Below I am sending a section slated to be included in the current version of the TEI SGML guidelines document, specifically addressing the question of the use of attributes.
I have been struggling with this section for months now, wavering back and forth from recommending to allow or not to allow them. My current position is recommending against them. I know that this is not a popular position, but I request that you read my arguments below with an open mind.
There was one major argument that was swaying me to allow. This was Michael's analysis of the `tag explosion' problem in an earlier message (sorry if everyone has not seen this). Basically, I believe that this argument is flawed because the explosion occurs when VALUES of attributes are considered as names of tags, and not just the attribute names themselves. If you simply do a one-to-one mapping from Michael's suggested attribute names to their equivalent tag names, there is no explosion at all, but an equal number using either approach.

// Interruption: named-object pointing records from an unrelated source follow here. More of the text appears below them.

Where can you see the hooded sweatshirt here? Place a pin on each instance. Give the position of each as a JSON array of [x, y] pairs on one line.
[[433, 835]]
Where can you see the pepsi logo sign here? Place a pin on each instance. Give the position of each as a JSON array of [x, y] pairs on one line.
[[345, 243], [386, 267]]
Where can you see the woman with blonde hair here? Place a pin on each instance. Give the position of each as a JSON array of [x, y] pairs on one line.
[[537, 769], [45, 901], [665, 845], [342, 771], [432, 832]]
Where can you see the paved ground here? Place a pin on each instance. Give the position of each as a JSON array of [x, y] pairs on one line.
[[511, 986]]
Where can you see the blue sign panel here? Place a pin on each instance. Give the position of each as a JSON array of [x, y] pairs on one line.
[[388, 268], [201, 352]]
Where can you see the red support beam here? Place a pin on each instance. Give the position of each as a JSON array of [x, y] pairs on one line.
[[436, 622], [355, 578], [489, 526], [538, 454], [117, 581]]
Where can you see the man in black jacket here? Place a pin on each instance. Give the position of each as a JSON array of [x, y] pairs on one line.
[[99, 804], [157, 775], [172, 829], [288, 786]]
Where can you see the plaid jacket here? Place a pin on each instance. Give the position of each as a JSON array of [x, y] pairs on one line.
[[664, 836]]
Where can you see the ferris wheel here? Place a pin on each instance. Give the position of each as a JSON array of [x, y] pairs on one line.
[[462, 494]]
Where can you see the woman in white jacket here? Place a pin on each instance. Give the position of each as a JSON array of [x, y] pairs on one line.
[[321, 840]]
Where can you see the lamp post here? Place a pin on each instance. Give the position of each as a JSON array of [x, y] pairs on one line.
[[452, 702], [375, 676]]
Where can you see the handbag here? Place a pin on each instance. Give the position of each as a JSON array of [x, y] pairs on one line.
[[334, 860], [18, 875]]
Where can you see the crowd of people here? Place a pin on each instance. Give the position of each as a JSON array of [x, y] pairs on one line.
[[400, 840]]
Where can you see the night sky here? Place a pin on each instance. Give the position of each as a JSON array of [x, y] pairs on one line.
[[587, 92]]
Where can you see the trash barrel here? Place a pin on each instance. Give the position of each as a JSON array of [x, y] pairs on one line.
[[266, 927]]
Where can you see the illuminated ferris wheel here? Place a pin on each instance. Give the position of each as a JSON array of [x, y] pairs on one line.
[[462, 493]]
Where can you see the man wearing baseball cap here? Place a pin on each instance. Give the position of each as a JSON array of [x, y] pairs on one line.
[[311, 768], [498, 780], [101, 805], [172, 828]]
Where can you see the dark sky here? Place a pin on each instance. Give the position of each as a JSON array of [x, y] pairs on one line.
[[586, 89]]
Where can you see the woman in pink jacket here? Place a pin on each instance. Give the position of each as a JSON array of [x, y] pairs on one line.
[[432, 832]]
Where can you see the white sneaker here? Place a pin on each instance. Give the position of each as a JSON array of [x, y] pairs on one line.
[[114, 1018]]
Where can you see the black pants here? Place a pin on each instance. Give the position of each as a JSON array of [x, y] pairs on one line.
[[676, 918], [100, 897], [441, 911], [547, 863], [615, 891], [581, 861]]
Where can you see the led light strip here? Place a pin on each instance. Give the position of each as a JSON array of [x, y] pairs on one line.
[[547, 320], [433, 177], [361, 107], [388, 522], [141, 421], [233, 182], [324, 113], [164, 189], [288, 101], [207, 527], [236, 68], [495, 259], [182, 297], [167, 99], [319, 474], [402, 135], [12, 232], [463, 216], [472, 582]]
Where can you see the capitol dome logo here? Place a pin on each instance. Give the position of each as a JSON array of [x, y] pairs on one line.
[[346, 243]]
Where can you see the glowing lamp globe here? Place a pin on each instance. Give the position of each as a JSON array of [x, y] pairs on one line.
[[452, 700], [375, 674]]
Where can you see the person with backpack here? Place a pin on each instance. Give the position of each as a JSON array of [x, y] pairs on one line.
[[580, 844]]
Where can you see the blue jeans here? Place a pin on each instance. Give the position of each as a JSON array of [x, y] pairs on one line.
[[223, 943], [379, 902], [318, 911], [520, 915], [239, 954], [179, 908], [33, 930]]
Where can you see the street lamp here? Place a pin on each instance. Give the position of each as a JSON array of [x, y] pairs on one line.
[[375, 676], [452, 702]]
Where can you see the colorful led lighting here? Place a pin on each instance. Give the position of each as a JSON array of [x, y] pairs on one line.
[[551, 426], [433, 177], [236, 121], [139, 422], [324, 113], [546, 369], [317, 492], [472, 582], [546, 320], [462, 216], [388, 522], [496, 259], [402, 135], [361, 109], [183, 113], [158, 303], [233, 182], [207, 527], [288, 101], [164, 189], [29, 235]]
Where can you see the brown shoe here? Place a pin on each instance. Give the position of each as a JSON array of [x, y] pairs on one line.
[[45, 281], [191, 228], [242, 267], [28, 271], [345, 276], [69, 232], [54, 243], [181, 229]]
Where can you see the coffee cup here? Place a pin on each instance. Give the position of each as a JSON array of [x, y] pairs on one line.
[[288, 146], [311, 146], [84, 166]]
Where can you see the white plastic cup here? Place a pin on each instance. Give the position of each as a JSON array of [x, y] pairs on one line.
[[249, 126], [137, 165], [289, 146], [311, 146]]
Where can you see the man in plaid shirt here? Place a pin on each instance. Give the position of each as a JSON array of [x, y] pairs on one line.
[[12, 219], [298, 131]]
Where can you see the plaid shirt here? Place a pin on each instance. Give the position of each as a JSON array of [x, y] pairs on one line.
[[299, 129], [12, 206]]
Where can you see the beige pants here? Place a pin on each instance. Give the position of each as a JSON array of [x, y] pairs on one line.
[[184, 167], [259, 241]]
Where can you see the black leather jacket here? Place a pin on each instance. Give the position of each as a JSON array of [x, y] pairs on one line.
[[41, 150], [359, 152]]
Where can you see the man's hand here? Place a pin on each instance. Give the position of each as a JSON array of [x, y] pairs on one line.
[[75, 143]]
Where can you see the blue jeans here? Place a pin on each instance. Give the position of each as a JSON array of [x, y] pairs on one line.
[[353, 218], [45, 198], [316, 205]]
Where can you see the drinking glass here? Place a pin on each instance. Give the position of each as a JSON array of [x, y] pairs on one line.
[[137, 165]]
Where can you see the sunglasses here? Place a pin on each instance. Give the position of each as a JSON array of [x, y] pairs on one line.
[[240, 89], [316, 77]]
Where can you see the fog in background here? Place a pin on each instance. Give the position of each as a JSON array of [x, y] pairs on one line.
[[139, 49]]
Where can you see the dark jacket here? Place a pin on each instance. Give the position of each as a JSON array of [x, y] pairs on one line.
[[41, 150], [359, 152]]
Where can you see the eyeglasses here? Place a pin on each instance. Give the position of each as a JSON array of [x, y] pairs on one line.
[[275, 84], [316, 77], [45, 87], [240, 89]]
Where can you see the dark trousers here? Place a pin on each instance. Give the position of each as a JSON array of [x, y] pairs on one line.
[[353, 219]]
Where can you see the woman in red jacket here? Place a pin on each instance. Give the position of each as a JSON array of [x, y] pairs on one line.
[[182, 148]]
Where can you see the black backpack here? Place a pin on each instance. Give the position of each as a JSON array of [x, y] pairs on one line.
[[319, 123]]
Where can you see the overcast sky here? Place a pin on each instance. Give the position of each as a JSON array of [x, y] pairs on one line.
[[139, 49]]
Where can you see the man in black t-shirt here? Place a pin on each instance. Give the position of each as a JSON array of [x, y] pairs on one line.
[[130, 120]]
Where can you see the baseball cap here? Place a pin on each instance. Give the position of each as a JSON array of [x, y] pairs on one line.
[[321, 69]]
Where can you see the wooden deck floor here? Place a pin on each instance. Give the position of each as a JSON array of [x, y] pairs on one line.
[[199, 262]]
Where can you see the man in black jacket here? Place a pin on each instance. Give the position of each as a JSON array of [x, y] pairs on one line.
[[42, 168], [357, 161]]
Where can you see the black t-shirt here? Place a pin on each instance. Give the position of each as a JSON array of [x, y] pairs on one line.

For example, for the case of nouns, and the features number, gender, case and declension. In Michael's case, he has one tagged element (nouns) and four attributes (number, gender, case, declension). Each of the attributes is assigned certain VALUES, e.g., `number' can assume the value singular or plural, etc. I would rewrite this making noun an element, and making number, gender, case and declension elements. So, we have five items in Michael's case and five items in my case. The issue of the values of the tags should not be addressed in the DTD (see my argument below).
Also, in the meantime I have spent two hours talking to Frank Tompa and Tim Bray from the OED project at Waterloo. They now have 540 megabytes of tagged data that presents the OED and they did not find a need to use one attribute. This evidence, along with my own experience in the publishing domain where we also found no need for attributes, has pretty well convinced me that they are not necessary. I have tried to convey this conviction below.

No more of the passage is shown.